Snowball: AI Relationship Manager
Company
Role
Year
Overview
Snowball helps working professionals stay close to the people who matter. It remembers the context, surfaces who to reach out to and when, and helps you figure out what to say. I joined as the only designer and took it from a blank Figma file to a live App Store app in three months, including the brand, the app icon, and the store screenshots.
The Pivot
The original product helped students build a network they could lean on after graduation, so they could land a job in their field. Partway through, it became clear the idea was bigger than students. Everyone loses touch with people who matter. Names blur, follow-ups slip, good connections go quiet.
So we repositioned. Snowball became a relationship manager for anyone, with working professionals as the main target. The direction was founder-led, and I helped confirm it with research and with data from the earlier student app. The pivot set the tone for everything after it. This was not a contact list. It was an advisor.
Who it is for
Working professionals who meet a lot of people and want to keep those relationships warm without it turning into a second job. People growing a career, building a business, or just trying to be a better friend.

The core challenge: designing for AI I could not control
Most apps show fixed content in fixed places. Snowball does not. The AI decides what to say about each person and each moment, and that output changes every time. I could not design a screen for every answer.
So I stopped designing screens and started designing modules. I mapped every kind of information the AI might need to surface: a snapshot of who someone is, a set of at-a-glance facts, a suggestion to reconnect, an action item, a link between two people. I designed each one to stand on its own and to sit next to the others cleanly. The AI composes them. The result reads like a thoughtful brief, not a raw model dump.
This is the spine of the whole product. Every screen below is that system doing its job.
The design system
I built the design system in Figma. We were using shadcn, so I took it as the base and reshaped it to fit Snowball's brand: warmer, calmer, more personal than the default. Starting from a solid base let me move fast and stay consistent, which is what made shipping a full app in three months as one designer possible. Every module the AI composes is built from that system.
Key surfaces
People. Not a flat address book. The top of the screen surfaces who to reach out to and why. "Emailed recently." "New connection." "Met recently." Each one is its own card. Below it sits the full list. The AI does the prioritizing, and the design makes its reasoning visible so you can trust the nudge.

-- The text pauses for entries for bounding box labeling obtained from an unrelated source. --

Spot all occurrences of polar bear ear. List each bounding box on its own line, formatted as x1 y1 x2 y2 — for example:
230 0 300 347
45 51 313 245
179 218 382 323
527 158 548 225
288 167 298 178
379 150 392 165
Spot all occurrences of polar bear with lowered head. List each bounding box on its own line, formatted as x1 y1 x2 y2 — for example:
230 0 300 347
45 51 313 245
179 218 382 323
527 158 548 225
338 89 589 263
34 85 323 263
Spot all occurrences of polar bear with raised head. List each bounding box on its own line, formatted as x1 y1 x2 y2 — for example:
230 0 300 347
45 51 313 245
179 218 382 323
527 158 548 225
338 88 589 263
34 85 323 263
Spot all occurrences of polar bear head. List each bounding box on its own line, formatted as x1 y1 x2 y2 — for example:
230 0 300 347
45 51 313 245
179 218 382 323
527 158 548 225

Actions. Snowball turns conversations into to-dos. "Reach out to Anthony, due in 2 days." "Thank Jenna for the PM intro." A done history sits below so progress is visible. The user never has to build a task by hand. They talk, and the structure appears.

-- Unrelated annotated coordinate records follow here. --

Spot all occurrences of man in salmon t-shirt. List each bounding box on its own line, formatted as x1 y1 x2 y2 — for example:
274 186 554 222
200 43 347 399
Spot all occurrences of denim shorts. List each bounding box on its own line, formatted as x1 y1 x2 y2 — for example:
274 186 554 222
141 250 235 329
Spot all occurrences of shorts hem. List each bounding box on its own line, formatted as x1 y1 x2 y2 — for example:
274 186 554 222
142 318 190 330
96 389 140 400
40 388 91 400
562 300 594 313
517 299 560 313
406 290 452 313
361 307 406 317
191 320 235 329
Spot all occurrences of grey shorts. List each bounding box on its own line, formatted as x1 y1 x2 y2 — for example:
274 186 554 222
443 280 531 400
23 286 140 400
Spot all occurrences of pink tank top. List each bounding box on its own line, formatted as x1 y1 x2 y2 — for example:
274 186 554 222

Profile. The richest example of the modular system. A snapshot paragraph, at-a-glance facts with their own icons, tabs for milestones and activities, and a relationships graph showing how people connect. Every block is a module the AI can fill. The thumbs up and down on the facts are a trust control, more on that below.

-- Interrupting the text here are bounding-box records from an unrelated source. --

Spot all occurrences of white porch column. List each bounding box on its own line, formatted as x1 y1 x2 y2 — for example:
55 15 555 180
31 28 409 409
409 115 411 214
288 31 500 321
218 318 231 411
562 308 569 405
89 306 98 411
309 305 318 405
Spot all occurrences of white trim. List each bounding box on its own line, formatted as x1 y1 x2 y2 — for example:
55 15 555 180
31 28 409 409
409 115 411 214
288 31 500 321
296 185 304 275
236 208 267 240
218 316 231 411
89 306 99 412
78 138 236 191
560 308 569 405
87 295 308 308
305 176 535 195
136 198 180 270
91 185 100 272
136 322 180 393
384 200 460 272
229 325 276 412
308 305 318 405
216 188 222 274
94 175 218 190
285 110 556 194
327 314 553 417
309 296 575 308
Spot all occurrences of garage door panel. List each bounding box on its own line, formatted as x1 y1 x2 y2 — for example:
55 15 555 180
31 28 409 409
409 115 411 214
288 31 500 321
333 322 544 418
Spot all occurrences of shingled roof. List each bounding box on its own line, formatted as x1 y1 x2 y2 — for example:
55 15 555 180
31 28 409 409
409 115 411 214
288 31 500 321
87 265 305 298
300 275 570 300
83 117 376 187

Assistant. The capture loop. You tell Snowball what happened in plain language. It confirms what it heard, pulls out action items into a structured card, and asks "anything to add or change?" before saving. Input is messy and human. Output is clean and reviewable.

Designing for trust
Snowball holds sensitive things: who you know, what you talked about, what is going on in their lives. Two decisions shaped how I handled that.
Private by design. Snowball is a single-player app. Everything you share is encrypted. It is not social media and it does not try to be. That let me design something calm and quiet instead of loud and gamified. The tone is an advisor you trust, not a feed fighting for your attention.
Trust in the AI. When an AI writes about your relationships, it has to earn it. So I built in ways to keep the user in control. The thumbs up and down on profile facts let you correct what it gets wrong. The assistant confirms before it saves and lets you edit. Its reasoning is visible, not hidden. The user always decides what Snowball believes.
Continuous discovery
I did not treat research as one phase up front. We had 38 beta testers. I interviewed 20 of them directly. The rest sent feedback and feature requests as they used the app, and I answered them and pushed for more detail every time. That loop ran the whole three months and fed straight back into the design.

Outcome
Snowball shipped to the App Store and is live in private beta. I delivered the full product design, the brand identity, the app icon, and the App Store screenshots. Blank file to launched app, as the only designer, in three months.
What I learned
Designing for AI is a different job than designing screens. You are not laying out content, you are building a kit the model can assemble, and you are designing the moments where the human checks the machine's work. Get the modules right and the trust controls right, and the AI feels like a good advisor. Get them wrong and it feels like a stranger guessing about your friends.